Barney (aka Barnster, Barnacle, Barnes and Noble and a host of other names) is doing well. He is a hefty 18kgs and loves sticks, food, balls, food, the beach, and food. Did I mention food?
The puppy blues have mostly faded and I have the occasional moment where I worry that I’m not a good dog parent but I’m swiftly reminded that he is doing great and he’s more than a little spoilt.
Now that he is fully vaccinated we’ve been going on adventures around town. I’m lucky that I live close to a park and the beach. I’ve even started some off leash training with him. He’s just over five months and will be heading into his teenage phase very shortly.
He has been a great source of stress relief as we navigate school this year. Mask wearing can be tiring and I have to remember to drink more water to stay hydrated. Not an easy thing to do while trying to encourage students to do well even when half the class is learning from home.
We’ve moved into Autumn but that doesn’t change much around here to begin with. Still having hot days and warm nights.
Some interesting news is that I might be able to make it to San Diego Comic Con this year – which will be a nice present to myself for my 40th birthday. I can’t believe that I am turning 40 this year. I look back over what I have done in my life and there are a lot os stories. Some that I am never going to repeat!
I had an interesting conversation with some students the other day and they asked if I was married or had children. I’m almost an open book with my students and I said I was happily single and did not have any biological children.
When one of the students asked if I was lonely I thought about it and replied with not really. I feel lonely at times but then I look at everyone in my life and I am content. That’s not to say is the right person came along I wouldn’t let them join in my contentedness.
Another student turned around and said – “Ms doesn’t need children – we are her children.” Not gonna lie, that made me smile. I agreed with the student and told the class that I have been teaching for a few years now so, in a way, have had many children.

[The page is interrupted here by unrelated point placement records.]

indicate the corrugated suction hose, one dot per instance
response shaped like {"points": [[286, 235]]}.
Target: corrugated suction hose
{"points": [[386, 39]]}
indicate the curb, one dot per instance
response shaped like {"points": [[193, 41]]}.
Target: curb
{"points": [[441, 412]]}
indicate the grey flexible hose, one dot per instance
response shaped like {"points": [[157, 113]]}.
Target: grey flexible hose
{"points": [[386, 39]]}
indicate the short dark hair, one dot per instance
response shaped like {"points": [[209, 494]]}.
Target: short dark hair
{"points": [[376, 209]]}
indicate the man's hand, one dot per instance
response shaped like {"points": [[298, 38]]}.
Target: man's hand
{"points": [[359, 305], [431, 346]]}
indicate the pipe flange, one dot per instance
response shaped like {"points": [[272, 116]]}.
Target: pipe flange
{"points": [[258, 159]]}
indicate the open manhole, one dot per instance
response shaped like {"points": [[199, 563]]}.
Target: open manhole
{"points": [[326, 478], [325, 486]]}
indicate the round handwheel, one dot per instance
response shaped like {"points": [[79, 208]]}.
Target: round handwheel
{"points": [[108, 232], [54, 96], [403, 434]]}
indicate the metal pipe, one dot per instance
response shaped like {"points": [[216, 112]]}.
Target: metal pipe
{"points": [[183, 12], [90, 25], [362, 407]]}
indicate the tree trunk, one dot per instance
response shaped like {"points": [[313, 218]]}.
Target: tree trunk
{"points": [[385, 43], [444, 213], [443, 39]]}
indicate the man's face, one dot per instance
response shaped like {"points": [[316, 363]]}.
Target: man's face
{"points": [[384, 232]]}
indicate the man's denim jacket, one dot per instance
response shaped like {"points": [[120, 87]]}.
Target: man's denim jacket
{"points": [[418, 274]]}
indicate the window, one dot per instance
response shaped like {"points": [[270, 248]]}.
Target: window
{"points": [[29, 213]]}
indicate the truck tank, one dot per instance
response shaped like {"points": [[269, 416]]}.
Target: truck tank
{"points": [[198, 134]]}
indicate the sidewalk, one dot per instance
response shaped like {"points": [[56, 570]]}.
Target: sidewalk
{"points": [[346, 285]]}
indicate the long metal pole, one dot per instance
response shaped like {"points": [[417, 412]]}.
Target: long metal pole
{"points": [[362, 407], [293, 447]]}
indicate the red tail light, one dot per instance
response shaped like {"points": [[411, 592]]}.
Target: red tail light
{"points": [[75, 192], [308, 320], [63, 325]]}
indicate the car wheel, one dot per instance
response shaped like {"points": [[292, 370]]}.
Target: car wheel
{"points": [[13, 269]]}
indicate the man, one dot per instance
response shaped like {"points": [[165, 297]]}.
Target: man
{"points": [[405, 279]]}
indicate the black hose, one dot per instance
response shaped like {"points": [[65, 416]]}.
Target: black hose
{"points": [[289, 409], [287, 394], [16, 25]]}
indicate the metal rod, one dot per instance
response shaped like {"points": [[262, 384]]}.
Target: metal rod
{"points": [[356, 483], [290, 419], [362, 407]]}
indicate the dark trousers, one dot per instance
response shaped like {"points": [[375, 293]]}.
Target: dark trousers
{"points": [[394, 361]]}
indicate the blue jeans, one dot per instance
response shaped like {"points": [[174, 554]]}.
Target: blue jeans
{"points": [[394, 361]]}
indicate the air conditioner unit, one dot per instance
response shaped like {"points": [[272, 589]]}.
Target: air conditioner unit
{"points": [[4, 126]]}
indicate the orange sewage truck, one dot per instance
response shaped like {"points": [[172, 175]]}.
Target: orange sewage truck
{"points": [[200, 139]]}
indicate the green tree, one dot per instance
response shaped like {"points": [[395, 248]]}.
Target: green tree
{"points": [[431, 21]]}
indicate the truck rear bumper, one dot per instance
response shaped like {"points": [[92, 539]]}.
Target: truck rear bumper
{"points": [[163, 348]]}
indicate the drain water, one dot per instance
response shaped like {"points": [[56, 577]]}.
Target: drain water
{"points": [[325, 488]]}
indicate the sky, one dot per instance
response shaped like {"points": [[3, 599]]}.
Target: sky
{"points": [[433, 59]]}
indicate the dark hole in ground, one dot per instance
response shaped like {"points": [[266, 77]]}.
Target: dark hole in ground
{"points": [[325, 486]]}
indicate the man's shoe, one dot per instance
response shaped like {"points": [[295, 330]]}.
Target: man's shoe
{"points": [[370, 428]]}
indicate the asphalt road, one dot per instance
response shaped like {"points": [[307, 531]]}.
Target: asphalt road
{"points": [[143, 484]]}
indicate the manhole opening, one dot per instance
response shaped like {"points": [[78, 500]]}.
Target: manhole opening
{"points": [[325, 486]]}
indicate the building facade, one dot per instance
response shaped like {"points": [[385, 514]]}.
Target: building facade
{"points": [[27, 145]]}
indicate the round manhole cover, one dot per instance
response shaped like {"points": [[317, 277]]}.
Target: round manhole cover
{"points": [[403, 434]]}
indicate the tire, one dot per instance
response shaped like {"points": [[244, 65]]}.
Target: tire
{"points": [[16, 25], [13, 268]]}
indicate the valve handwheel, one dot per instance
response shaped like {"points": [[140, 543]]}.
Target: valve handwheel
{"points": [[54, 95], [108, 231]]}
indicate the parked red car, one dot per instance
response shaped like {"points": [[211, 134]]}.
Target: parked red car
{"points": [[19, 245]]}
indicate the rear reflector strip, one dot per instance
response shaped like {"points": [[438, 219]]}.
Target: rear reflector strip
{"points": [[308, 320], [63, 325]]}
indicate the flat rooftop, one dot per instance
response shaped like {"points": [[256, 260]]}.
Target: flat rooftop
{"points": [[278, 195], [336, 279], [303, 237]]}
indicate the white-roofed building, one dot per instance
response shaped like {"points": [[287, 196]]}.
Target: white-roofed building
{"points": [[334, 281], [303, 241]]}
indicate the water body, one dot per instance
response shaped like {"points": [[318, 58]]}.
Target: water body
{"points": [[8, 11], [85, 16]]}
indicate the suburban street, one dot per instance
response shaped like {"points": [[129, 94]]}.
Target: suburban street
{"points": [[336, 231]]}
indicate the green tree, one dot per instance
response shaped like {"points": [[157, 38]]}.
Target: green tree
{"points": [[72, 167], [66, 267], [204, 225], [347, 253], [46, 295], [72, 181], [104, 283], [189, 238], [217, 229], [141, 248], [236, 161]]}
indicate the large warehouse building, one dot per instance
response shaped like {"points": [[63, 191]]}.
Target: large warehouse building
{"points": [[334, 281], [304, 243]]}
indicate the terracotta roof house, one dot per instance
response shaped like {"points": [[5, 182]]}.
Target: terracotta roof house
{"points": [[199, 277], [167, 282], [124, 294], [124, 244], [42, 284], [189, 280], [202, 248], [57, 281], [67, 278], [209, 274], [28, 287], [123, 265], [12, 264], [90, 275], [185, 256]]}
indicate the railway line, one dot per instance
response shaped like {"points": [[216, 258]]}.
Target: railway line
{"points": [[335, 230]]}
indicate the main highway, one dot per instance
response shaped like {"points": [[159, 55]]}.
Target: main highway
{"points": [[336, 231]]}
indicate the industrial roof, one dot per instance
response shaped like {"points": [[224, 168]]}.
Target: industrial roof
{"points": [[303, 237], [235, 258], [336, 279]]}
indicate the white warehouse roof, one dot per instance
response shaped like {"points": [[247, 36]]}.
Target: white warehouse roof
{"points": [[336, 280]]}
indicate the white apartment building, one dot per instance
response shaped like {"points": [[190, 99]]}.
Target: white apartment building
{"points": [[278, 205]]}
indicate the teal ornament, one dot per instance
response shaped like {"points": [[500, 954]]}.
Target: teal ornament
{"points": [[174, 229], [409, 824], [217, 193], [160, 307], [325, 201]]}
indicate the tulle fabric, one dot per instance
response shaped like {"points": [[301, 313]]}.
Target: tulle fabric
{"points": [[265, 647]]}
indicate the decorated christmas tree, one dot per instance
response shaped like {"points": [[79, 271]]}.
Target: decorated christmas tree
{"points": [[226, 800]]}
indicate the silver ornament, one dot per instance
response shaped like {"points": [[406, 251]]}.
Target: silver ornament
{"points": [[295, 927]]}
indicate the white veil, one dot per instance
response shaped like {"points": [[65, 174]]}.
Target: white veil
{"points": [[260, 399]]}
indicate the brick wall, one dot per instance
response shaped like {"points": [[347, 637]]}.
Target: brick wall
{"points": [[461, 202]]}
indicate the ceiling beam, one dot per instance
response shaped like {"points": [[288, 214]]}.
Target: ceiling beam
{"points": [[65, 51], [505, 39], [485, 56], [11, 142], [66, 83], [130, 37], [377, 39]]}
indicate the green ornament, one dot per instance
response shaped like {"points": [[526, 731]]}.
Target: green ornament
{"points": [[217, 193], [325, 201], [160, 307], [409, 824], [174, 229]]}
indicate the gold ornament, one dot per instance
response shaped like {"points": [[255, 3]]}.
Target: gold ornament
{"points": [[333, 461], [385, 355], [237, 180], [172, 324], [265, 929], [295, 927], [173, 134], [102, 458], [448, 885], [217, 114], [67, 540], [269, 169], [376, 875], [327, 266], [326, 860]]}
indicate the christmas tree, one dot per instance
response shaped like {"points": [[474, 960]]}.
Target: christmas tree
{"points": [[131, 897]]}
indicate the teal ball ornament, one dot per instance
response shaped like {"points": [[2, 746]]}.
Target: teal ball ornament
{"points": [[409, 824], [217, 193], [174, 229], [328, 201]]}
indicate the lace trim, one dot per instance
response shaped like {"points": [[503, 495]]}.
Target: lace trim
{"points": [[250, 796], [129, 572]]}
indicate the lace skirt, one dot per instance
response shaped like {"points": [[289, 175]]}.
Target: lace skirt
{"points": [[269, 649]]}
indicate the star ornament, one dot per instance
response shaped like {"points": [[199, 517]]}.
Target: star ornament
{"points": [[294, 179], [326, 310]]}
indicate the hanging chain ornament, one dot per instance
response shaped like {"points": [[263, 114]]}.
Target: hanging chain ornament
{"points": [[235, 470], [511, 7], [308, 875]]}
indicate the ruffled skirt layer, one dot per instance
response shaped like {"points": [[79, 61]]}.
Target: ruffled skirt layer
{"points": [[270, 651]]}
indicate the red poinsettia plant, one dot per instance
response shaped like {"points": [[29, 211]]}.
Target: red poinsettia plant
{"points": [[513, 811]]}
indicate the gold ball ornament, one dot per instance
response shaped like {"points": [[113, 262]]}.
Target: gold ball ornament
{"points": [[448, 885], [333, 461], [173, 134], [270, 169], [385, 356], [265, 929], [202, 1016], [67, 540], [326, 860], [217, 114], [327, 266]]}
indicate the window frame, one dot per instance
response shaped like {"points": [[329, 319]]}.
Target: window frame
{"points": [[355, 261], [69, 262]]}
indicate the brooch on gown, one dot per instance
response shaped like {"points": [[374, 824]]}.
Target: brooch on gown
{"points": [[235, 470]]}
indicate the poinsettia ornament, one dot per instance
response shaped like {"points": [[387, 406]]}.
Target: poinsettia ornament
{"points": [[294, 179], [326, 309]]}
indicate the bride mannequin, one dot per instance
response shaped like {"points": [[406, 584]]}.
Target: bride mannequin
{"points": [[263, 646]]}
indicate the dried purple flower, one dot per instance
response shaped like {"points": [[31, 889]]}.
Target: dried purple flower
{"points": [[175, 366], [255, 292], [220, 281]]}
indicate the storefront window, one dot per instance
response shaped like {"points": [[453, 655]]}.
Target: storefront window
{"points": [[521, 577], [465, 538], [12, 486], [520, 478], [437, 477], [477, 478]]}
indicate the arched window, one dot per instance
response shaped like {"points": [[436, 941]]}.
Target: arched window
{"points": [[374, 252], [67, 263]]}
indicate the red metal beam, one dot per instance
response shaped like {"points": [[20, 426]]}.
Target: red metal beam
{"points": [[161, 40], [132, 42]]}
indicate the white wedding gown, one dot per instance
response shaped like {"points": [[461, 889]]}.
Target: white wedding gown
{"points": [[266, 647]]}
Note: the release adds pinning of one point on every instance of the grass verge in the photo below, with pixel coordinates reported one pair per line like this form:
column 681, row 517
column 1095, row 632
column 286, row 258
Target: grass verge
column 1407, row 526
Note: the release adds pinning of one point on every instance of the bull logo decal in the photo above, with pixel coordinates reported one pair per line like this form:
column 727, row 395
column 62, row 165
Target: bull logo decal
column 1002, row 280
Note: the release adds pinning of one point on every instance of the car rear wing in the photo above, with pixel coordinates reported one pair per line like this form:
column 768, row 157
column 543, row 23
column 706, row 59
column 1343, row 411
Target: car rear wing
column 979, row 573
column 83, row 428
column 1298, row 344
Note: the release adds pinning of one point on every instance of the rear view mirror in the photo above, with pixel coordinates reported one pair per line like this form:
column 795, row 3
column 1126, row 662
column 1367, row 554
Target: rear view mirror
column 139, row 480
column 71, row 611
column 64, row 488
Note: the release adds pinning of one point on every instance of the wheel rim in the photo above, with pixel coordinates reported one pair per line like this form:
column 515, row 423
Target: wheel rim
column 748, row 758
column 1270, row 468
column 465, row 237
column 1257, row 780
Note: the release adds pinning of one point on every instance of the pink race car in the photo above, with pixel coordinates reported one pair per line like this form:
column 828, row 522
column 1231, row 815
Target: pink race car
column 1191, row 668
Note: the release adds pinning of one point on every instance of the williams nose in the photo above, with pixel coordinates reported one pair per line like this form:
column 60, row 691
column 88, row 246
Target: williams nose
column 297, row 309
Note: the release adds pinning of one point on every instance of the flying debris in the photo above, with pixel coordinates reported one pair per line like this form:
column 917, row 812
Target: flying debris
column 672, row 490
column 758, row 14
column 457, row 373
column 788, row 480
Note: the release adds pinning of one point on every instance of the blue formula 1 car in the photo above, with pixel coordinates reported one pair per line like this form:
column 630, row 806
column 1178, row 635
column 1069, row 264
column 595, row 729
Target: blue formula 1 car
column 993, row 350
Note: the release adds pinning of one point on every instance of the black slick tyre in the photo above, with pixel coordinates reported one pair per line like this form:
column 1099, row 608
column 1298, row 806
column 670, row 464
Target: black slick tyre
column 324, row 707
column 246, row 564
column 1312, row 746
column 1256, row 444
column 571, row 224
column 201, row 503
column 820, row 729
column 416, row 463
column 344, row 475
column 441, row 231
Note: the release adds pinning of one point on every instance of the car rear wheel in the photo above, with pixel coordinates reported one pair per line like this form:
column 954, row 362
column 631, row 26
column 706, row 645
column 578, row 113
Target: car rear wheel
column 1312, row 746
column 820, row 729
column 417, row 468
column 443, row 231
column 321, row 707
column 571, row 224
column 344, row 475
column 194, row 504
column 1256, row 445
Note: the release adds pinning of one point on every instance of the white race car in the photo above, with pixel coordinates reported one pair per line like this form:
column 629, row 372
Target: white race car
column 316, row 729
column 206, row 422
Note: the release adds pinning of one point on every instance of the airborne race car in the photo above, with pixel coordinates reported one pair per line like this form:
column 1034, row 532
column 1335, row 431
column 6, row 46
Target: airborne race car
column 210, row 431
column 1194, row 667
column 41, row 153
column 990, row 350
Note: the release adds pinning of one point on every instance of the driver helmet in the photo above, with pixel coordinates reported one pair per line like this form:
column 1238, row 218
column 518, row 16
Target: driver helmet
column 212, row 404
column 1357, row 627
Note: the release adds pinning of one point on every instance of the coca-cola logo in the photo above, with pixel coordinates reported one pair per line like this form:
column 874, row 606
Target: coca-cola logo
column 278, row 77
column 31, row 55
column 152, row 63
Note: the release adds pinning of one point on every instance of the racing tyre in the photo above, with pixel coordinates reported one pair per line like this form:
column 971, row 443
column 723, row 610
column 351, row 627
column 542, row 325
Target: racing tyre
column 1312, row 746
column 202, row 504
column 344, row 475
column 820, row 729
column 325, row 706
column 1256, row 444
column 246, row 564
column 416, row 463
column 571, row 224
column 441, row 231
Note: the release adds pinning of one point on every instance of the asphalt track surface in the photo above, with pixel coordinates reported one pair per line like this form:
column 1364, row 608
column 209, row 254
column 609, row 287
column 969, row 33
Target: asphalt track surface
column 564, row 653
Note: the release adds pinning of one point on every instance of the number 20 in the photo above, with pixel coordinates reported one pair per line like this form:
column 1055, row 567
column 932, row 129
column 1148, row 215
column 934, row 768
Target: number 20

I also added that it’s easier this way cause I kick them out of class after the lesson is done.
I don’t know where this post is going – there was really no plan. I just decided to sit down and write while Barney has a nap somewhere.
I guess I’m still trying to figure out what I want from life. At the moment I am content though stressed. Thank goodness for coffee, chocolate, books and video games. (Oh plus the boys – Gary the Cat and Barney.) And my friends and family. They are pretty special.
Anyway, I guess this is all for now. Though, I am still thinking of new experiences as I near 40. Let me know some things I should attempt or try.
Stay safe, stay well and, as always, peace and pancakes.